Unable to load nvidia-gfxG05-kmp-default-470.129.06: Unknown symbol __x86_return_thunk
![](https://seccdn.libravatar.org/avatar/8a4d6f03a8879432d8563aefbf48e787.jpg?s=120&d=mm&r=g)
Hi, I just updated the NVIDIA drivers (without checking that I have backups of the old RPMs :-( ) and now, the driver won't load because of: nvidia: Unknown symbol __x86_return_thunk (err -2) 1. How do I fix this? This string isn't used anywhere in the sources: $ grep -r thunk /usr/src/kernel-modules/nvidia-470.129.06-default /usr/src/kernel-modules/nvidia-470.129.06-default/common/inc/nv-retpoline.h: ".weak __x86_indirect_thunk_" #REG ";" \ /usr/src/kernel-modules/nvidia-470.129.06-default/common/inc/nv-retpoline.h: ".type __x86_indirect_thunk_" #REG ", @function;" \ /usr/src/kernel-modules/nvidia-470.129.06-default/common/inc/nv-retpoline.h: "__x86_indirect_thunk_" #REG ":" \ /usr/src/kernel-modules/nvidia-470.129.06-default/common/inc/nv-retpoline.h: ".size __x86_indirect_thunk_" #REG ", .-__x86_indirect_thunk_" #REG) /usr/src/kernel-modules/nvidia-470.129.06-default/common/inc/nv-retpoline.h: ".weak __x86_indirect_thunk_" #REG ";" \ /usr/src/kernel-modules/nvidia-470.129.06-default/common/inc/nv-retpoline.h: ".type __x86_indirect_thunk_" #REG ", @function;" \ /usr/src/kernel-modules/nvidia-470.129.06-default/common/inc/nv-retpoline.h: "__x86_indirect_thunk_" #REG ":" \ /usr/src/kernel-modules/nvidia-470.129.06-default/common/inc/nv-retpoline.h: ".size __x86_indirect_thunk_" #REG ", .-__x86_indirect_thunk_" #REG) Übereinstimmungen in Binärdatei /usr/src/kernel-modules/nvidia-470.129.06-default/nvidia/nv-kernel.o_binary Übereinstimmungen in Binärdatei /usr/src/kernel-modules/nvidia-470.129.06-default/nvidia-modeset/nv-modeset-kernel.o_binary 2. Is there a place where I can find version 470.103.01 because that one still worked? Or would you recommend that I downgrade the kernel 5.3.18? Regards, -- Aaron "Optimizer" Digulla a.k.a. Philmann Dark "It's not the universe that's limited, it's our imagination. Follow me and I'll show you something beyond the limits." http://blog.pdark.de/
![](https://seccdn.libravatar.org/avatar/abdee805d4df05af9a496107100c582c.jpg?s=120&d=mm&r=g)

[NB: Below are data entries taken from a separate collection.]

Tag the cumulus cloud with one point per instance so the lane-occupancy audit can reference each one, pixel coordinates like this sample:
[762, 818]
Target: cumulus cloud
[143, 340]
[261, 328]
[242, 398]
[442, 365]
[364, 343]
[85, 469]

* Aaron Digulla <digulla@hepe.com> [07-26-22 12:41]:
Hi,
I just updated the NVIDIA drivers (without checking that I have backups of the old RPMs :-( ) and now, the driver won't load because of:
nvidia: Unknown symbol __x86_return_thunk (err -2)
1. How do I fix this? This string isn't used anywhere in the sources:
$ grep -r thunk /usr/src/kernel-modules/nvidia-470.129.06-default /usr/src/kernel-modules/nvidia-470.129.06-default/common/inc/nv-retpoline.h: ".weak __x86_indirect_thunk_" #REG ";" \ /usr/src/kernel-modules/nvidia-470.129.06-default/common/inc/nv-retpoline.h: ".type __x86_indirect_thunk_" #REG ", @function;" \ /usr/src/kernel-modules/nvidia-470.129.06-default/common/inc/nv-retpoline.h: "__x86_indirect_thunk_" #REG ":" \ /usr/src/kernel-modules/nvidia-470.129.06-default/common/inc/nv-retpoline.h: ".size __x86_indirect_thunk_" #REG ", .-__x86_indirect_thunk_" #REG) /usr/src/kernel-modules/nvidia-470.129.06-default/common/inc/nv-retpoline.h: ".weak __x86_indirect_thunk_" #REG ";" \ /usr/src/kernel-modules/nvidia-470.129.06-default/common/inc/nv-retpoline.h: ".type __x86_indirect_thunk_" #REG ", @function;" \ /usr/src/kernel-modules/nvidia-470.129.06-default/common/inc/nv-retpoline.h: "__x86_indirect_thunk_" #REG ":" \ /usr/src/kernel-modules/nvidia-470.129.06-default/common/inc/nv-retpoline.h: ".size __x86_indirect_thunk_" #REG ", .-__x86_indirect_thunk_" #REG) Übereinstimmungen in Binärdatei /usr/src/kernel-modules/nvidia-470.129.06-default/nvidia/nv-kernel.o_binary Übereinstimmungen in Binärdatei /usr/src/kernel-modules/nvidia-470.129.06-default/nvidia-modeset/nv-modeset-kernel.o_binary
2. Is there a place where I can find version 470.103.01 because that one still worked? Or would you recommend that I downgrade the kernel 5.3.18?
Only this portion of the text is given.